"This is what is satisfying about this jewelry making: that there's no reason for the things that I imagine to stay in my mind – I can materialize them."
"I am a Nicaraguan man in love with the silver arts. I was born in Chile in 1971 but life's reasons led me to make... Nicaragua my home. My friends refer to me as pelón because I am bald, and they see me as a creative and innovative person.
"My art makes me very happy and I am very grateful to my mother, Monika Fredebrecht, for teaching me with so much patience and love. My mother is a silversmith and I grew up in a jewelry workshop. I've always loved this art form because it allows my imagination to run free. I can imagine a design, then craft it and therefore touch it. This is what is satisfying about this jewelry making. There's no reason for the things that I imagine to stay in my mind – I can materialize them.
"With time, I came to understand how much I love this art form and decided to dedicate my life to it, so I had to drop out of school because, in Nicaragua, becoming a silversmith is not part of the academic curriculum.
"It's not easy being an independent artist and not having a steady income to count on. But it is an adventure, an adventure with many challenges, especially financial and bureaucratic.
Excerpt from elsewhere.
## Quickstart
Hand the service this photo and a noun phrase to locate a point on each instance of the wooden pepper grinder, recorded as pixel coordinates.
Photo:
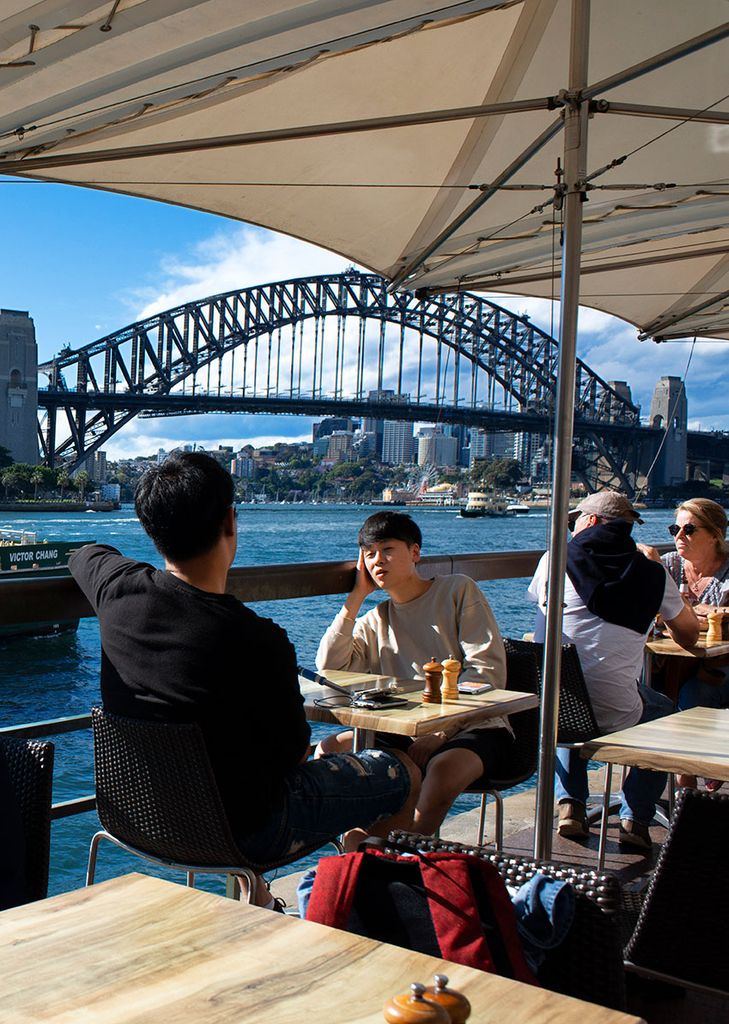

But freedom compensates for it, and that's what is important.
"What I love most about what I do is seeing people wearing my jewelry designs. It's something I am passionate about though it is also a constant challenge because it's important that the jewelry adapts to the person wearing it without causing discomfort.
"My other personal challenge is feeling completely satisfied with each new piece – this is rather difficult for us artists as we tend to constantly find details that others might not perceive. However, that's what makes each day different – it's a roller coaster of emotions and inspiration.
"Making jewelry is a very personal and interesting art form. It provides work to those who wish to learn it and lets them be self-employed. Jewelry allows us to preserve this millenary art form, which hasn't changed in terms of the creative and crafting processes.
"Thank you, dear friends, for your interest in my story and in my designs."